Now regarding your problem with the package manager, if you go to System Settings -> Network, you can there define a Web Proxy configuration and apply it system-wide. When I do so on my laptop, I'm able to use apt-get without manually configuring Proxy directives into its configuration files. To work, you have to open your terminal after having clicked the Apply system-wide button. (Setting cannot be applied to already running program, only to those starting after you apply the settings).

UPD: More about Proxies and authentication

Another source of problem, as you are in Windows environment, may be the authentication mechanisms used on your web proxy. If this proxy is configured to use NTLM, it is possible that some application cannot authentify to it. In this case, what you can do is to install a local proxy supporting NTLM like cntlm, running it on is enough and pointing it to your real Web Proxy. Then just use this local proxy as default proxy for your Ubuntu system.


Use this command and see if your Proxy setting is correct.

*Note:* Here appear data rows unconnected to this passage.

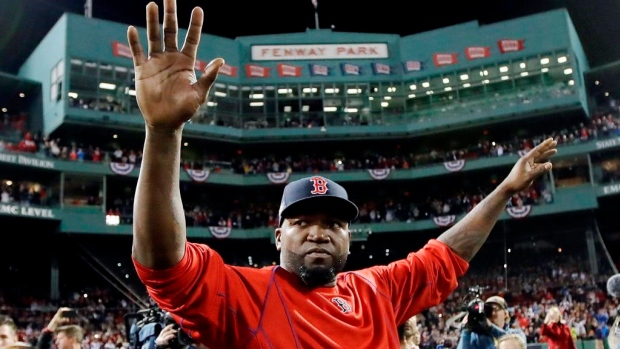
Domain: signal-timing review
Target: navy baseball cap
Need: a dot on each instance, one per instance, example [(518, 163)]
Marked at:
[(316, 194)]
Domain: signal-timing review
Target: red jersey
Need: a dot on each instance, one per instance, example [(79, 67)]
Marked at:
[(558, 336), (226, 307)]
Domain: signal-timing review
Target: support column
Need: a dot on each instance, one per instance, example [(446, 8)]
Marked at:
[(589, 235), (54, 277)]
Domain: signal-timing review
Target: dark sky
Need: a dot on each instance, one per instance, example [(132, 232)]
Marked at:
[(23, 23)]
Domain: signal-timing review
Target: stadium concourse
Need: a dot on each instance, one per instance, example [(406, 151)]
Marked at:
[(419, 129)]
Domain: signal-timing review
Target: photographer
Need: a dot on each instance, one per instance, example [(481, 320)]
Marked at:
[(67, 336), (168, 336), (486, 335)]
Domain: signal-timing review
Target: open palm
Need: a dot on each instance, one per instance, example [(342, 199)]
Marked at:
[(167, 89)]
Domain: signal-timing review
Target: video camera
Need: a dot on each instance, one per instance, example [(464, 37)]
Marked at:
[(143, 327), (477, 310)]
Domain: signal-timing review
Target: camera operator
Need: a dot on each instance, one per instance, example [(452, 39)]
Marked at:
[(168, 335), (486, 335)]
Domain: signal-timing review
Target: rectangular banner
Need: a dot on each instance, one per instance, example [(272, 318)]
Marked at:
[(228, 70), (285, 70), (26, 211), (413, 66), (121, 50), (510, 45), (441, 59), (351, 69), (256, 71), (26, 160), (475, 52), (318, 69), (382, 69), (319, 51)]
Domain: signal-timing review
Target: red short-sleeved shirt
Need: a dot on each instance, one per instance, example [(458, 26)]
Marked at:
[(230, 307)]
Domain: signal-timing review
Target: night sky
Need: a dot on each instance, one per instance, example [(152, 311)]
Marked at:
[(23, 23)]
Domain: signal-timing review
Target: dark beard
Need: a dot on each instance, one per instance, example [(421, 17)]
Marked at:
[(316, 276)]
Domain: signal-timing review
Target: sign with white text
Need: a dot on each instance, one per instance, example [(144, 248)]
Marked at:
[(26, 160), (27, 211), (318, 51)]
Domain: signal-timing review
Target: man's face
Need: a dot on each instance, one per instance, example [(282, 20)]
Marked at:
[(314, 247), (7, 335), (63, 341), (411, 329), (499, 316)]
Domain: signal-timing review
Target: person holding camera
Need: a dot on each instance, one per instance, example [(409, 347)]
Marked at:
[(486, 335), (556, 332), (409, 334), (510, 341), (67, 336), (168, 335)]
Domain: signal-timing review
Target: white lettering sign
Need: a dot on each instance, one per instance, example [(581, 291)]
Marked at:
[(608, 143), (611, 189), (328, 51), (26, 160), (17, 210)]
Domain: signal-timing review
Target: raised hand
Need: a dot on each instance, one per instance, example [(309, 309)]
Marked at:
[(167, 89), (530, 166)]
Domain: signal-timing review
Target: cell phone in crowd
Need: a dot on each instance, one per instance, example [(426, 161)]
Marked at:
[(69, 314)]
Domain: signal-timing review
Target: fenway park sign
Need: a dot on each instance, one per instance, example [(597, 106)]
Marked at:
[(26, 211)]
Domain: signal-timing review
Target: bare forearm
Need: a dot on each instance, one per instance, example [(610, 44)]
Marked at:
[(469, 234), (159, 218)]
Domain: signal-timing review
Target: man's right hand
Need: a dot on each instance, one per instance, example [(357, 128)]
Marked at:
[(167, 89)]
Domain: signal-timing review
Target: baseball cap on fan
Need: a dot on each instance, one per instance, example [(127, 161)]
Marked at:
[(497, 300), (316, 194)]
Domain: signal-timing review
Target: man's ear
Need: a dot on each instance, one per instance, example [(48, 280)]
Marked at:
[(278, 234)]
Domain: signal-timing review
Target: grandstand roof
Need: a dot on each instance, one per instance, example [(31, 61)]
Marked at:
[(27, 21)]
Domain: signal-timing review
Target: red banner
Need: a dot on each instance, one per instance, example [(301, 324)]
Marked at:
[(256, 71), (474, 52), (121, 50), (441, 59), (507, 45), (228, 70), (288, 70)]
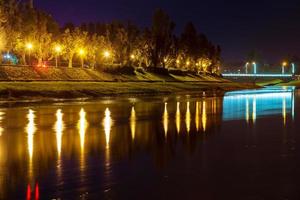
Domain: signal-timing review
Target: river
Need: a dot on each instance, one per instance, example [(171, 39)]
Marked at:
[(244, 145)]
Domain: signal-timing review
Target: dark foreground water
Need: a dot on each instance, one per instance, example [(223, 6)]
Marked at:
[(245, 145)]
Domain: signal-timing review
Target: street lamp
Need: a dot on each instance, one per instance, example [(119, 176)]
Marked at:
[(106, 54), (284, 64), (254, 67), (57, 51), (81, 53), (29, 47), (293, 68), (246, 67)]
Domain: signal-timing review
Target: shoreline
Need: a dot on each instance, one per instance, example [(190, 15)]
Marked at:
[(68, 90)]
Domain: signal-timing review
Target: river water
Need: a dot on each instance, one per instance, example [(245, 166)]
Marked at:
[(244, 145)]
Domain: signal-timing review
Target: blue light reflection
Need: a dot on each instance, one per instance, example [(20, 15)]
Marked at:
[(252, 104)]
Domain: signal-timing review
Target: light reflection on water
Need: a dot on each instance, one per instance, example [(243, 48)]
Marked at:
[(99, 134)]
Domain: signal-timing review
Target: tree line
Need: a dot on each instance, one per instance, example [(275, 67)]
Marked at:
[(34, 36)]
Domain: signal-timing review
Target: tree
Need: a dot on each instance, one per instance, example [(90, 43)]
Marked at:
[(161, 37)]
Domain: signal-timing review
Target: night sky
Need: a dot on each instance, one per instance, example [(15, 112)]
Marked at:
[(270, 26)]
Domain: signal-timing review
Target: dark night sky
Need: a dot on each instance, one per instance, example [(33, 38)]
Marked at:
[(270, 26)]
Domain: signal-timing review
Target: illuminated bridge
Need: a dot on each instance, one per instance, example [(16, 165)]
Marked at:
[(233, 75)]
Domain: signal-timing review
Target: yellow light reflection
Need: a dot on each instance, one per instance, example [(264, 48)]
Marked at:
[(166, 119), (107, 123), (133, 122), (284, 111), (30, 129), (1, 118), (247, 110), (204, 116), (188, 117), (59, 127), (254, 110), (82, 126), (197, 116), (178, 115)]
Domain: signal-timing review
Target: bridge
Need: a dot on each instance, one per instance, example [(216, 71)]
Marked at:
[(237, 75)]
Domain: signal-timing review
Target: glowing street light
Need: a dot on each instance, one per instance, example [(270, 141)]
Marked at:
[(57, 50), (106, 54), (29, 47), (293, 68), (284, 64), (254, 67), (246, 67), (81, 53)]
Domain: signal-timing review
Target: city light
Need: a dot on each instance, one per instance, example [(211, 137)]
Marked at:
[(293, 68), (106, 54), (29, 46), (254, 67), (81, 52), (58, 49), (284, 64), (256, 75), (246, 67)]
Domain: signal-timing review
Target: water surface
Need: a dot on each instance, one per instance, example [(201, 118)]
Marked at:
[(244, 145)]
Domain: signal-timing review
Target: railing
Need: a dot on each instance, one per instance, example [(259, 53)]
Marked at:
[(257, 75)]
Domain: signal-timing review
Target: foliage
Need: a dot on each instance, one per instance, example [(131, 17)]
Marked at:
[(101, 44)]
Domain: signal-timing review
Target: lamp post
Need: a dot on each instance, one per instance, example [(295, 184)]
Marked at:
[(246, 67), (57, 52), (293, 68), (254, 67), (106, 55), (29, 47), (284, 64), (81, 54)]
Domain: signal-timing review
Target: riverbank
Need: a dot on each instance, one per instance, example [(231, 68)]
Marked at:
[(36, 83), (11, 91)]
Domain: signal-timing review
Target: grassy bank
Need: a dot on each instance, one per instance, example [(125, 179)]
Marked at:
[(24, 82), (295, 83), (41, 90)]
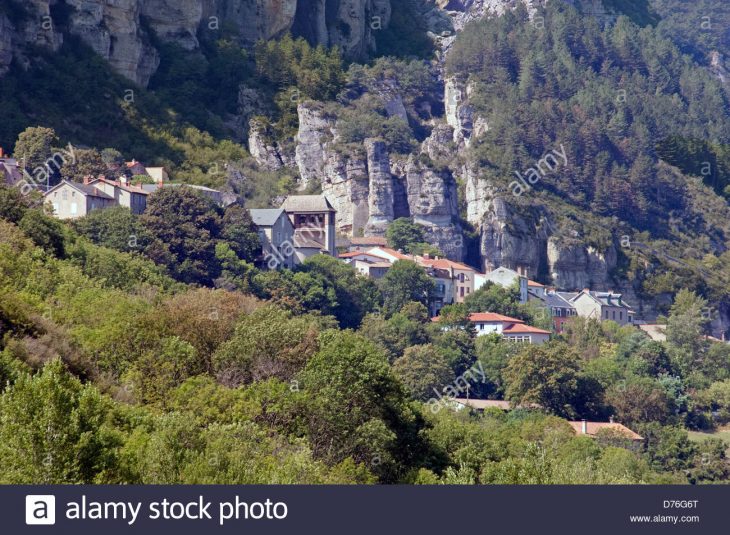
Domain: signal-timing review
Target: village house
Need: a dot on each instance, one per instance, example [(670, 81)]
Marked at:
[(507, 278), (314, 221), (277, 238), (511, 329), (71, 200), (462, 276), (212, 194), (611, 428), (132, 197), (603, 306), (365, 243), (480, 405), (560, 309)]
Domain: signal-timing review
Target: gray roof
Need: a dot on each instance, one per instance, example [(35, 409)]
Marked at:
[(307, 203), (84, 189), (554, 299), (610, 299), (568, 296), (304, 242), (151, 188), (265, 217)]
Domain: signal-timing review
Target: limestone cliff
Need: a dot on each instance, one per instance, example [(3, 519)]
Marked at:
[(118, 29)]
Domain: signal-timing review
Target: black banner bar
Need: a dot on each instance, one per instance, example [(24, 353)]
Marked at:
[(364, 510)]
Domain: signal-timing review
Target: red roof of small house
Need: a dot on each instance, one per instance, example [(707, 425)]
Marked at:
[(125, 187), (444, 263), (492, 317), (396, 254), (521, 328), (372, 240), (593, 428), (353, 254), (483, 317)]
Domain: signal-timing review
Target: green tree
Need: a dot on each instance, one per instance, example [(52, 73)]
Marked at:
[(404, 282), (424, 370), (639, 399), (270, 342), (34, 147), (46, 232), (356, 406), (686, 329), (86, 163), (355, 296), (52, 431), (546, 375), (185, 226), (240, 233), (116, 228)]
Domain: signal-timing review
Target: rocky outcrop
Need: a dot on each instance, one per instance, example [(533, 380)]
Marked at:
[(463, 12), (263, 147), (478, 193), (315, 130), (175, 21), (112, 29), (433, 203), (380, 198), (460, 113), (576, 266), (116, 29), (6, 44), (346, 184)]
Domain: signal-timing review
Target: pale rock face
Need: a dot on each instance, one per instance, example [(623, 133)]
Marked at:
[(175, 20), (465, 11), (6, 44), (577, 266), (433, 203), (508, 240), (478, 194), (381, 197), (111, 28), (258, 19), (346, 185), (439, 145), (263, 150), (315, 129), (459, 112)]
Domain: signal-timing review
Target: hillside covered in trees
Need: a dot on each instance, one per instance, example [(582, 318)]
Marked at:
[(149, 349)]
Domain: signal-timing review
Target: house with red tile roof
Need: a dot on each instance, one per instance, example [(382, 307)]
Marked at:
[(511, 329), (595, 429), (132, 197)]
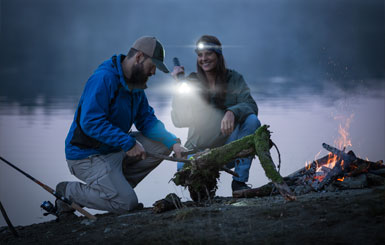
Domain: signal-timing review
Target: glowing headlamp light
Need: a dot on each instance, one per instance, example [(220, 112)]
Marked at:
[(184, 88), (209, 46)]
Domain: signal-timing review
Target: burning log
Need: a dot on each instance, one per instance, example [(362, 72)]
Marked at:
[(343, 163), (317, 175), (204, 166)]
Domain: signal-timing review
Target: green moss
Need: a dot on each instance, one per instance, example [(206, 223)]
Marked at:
[(203, 173), (262, 149)]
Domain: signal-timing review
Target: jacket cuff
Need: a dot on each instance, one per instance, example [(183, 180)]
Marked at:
[(130, 143), (169, 143)]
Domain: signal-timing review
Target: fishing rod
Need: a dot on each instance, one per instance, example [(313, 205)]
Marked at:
[(52, 191)]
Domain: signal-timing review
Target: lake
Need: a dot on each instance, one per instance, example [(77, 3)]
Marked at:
[(311, 66)]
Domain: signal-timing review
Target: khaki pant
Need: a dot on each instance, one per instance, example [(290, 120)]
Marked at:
[(108, 186)]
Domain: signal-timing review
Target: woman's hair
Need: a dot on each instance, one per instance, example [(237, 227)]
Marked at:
[(221, 71)]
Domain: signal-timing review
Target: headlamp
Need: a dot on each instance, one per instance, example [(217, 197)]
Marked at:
[(184, 88), (208, 46)]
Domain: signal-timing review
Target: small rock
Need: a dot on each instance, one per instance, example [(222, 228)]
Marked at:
[(240, 204), (87, 222)]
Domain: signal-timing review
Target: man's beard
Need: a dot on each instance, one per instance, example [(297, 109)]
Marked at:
[(138, 77)]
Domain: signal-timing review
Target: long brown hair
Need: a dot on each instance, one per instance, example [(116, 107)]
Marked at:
[(221, 73)]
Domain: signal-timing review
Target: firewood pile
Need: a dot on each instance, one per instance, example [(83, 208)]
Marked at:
[(335, 171)]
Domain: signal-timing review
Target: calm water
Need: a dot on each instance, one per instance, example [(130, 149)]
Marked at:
[(33, 139), (311, 66)]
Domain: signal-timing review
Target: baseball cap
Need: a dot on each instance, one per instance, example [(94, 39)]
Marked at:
[(151, 47)]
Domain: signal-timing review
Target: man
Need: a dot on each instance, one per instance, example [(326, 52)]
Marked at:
[(100, 138)]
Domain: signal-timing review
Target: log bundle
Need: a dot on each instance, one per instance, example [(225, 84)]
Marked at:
[(201, 174)]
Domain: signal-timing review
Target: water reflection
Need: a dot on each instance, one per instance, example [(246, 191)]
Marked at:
[(305, 62), (32, 137)]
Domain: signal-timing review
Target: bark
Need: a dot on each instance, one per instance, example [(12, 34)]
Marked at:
[(170, 202), (205, 165)]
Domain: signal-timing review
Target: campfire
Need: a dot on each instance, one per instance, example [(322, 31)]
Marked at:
[(337, 170)]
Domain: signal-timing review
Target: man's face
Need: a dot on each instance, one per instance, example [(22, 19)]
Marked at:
[(207, 60), (141, 71)]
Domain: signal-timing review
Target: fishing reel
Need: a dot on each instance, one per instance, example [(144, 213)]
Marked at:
[(49, 208)]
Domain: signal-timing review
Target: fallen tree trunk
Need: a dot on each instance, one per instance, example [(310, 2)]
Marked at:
[(203, 171)]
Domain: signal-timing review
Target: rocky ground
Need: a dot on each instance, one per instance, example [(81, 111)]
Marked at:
[(340, 217)]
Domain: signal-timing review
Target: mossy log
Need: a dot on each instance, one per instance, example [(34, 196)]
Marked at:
[(204, 167)]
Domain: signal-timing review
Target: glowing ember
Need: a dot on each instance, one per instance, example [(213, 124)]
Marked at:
[(341, 142)]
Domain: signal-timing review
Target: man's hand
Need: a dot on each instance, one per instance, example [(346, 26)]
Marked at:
[(178, 149), (227, 124), (177, 70), (137, 151)]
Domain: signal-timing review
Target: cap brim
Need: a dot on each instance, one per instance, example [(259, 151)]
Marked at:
[(160, 65)]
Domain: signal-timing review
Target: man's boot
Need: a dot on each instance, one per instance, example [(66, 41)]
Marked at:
[(64, 210), (237, 186)]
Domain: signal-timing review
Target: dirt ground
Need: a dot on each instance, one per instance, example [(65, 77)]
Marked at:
[(341, 217)]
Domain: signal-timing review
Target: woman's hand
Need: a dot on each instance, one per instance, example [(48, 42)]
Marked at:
[(227, 124), (177, 70), (178, 149)]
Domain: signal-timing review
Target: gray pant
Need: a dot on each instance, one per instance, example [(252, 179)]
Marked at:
[(109, 186)]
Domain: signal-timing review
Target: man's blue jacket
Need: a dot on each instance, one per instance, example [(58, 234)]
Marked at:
[(106, 111)]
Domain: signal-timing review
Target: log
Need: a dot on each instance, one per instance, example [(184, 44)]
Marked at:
[(205, 165), (170, 202), (262, 191)]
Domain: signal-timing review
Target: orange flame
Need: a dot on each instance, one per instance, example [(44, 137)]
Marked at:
[(341, 143)]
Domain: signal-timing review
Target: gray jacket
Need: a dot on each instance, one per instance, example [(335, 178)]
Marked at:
[(204, 118)]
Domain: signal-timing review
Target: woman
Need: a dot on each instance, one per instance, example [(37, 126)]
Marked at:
[(220, 111)]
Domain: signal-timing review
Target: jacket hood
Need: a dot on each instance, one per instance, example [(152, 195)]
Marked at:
[(114, 65)]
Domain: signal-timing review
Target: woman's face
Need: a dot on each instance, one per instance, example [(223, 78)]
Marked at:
[(207, 60)]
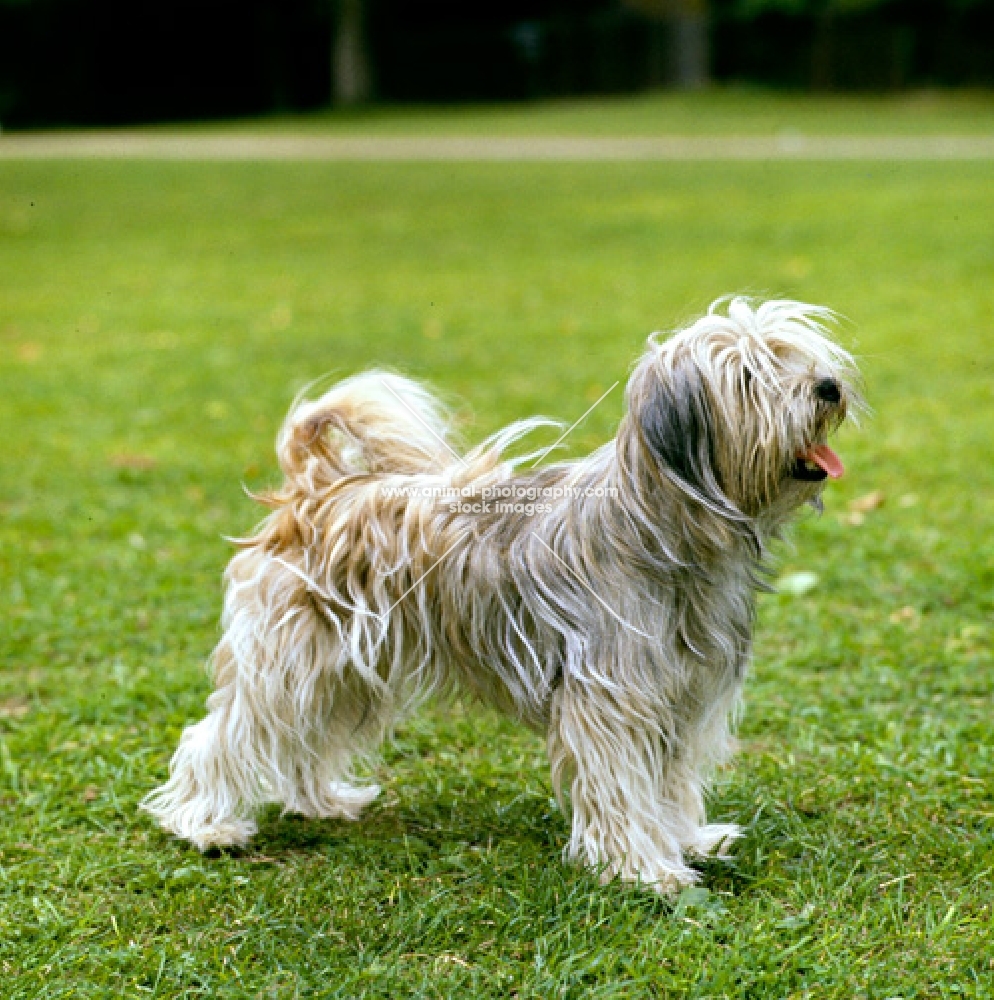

sudo gedit /etc/apt/apt.conf

It contains following content :

Acquire::http::Proxy "http://username:password@proxy-address:port/";
Acquire::https::Proxy "https://username:password@proxy-address:port/";
Acquire::ftp::Proxy "ftp://username:password@proxy-address:port/";
Acquire::socks::Proxy "socks://username:password@proxy-address:port/";

You must input your username password proxy-address and port instead of these id

  • Do I need to include a domain name in there anywhere?
    – sav
    Jun 12 '14 at 7:13
  • Thanks, I'm getting an error though chris@chris-Ubuntu:~$ sudo apt-get install synaptic E: Syntax error /etc/apt/apt.conf:7: Extra junk at end of file
    – sav
    Jun 12 '14 at 7:14
  • Post your apt.conf file in your question.Please Jun 12 '14 at 7:19
  • 1
    Put semicolon ; at the end of each line and save it again. And Also Note the :: in place of : before Proxy Jun 12 '14 at 7:30
  • I've just added the ; in
    – sav
    Jun 12 '14 at 7:34

You will need to modify your /etc/apt/apt.conf file correctly as follows:

Acquire::http::Proxy "http://username:password@proxy-address:port";
Acquire::https::Proxy "https://username:password@proxy-address:port";
Acquire::ftp::Proxy "ftp://username:password@proxy-address:port";
Acquire::socks::Proxy "socks://username:password@proxy-address:port";

Note the :: in place of : before Proxy, replacing username, password,proxy-addressandproxy` with the ones applicable to you.

Also, do note that, if you have special characters like @, you will need to replace them with their respective HTML codes.

And after you have done this, and if you have never updated your system, you will need to do:

sudo apt-get update

and then you will be able to install packages.

If this doesn't help, open your /etc/environment file (using gksudo gedit /etc/environment) and then type the following:

export http_proxy="http://username:password@proxy-address:port"
export https_proxy="https://username:password@proxy-address:port"
export ftp_proxy="ftp://username:password@proxy-address:port"
export socks_proxy="socks://username:password@proxy-address:port"

And then do source /etc/environment and then try again.

  • well spotted, I have added the extra : character now as well. Still no luck
    – sav
    Jun 12 '14 at 7:38
  • @sav: answer edited, have a look.
    – jobin
    Jun 12 '14 at 7:39
  • @sav: You need to do sudo apt-get update before you do sudo apt-get install kate.
    – jobin
    Jun 12 '14 at 7:57
  • Hmm yes, but the problem is I'm still not getting through to the internet so this just gets stuck at 0%
    – sav
    Jun 12 '14 at 8:07
  • Does your password have any special character, if yes, have you replaced them with their HTML codes?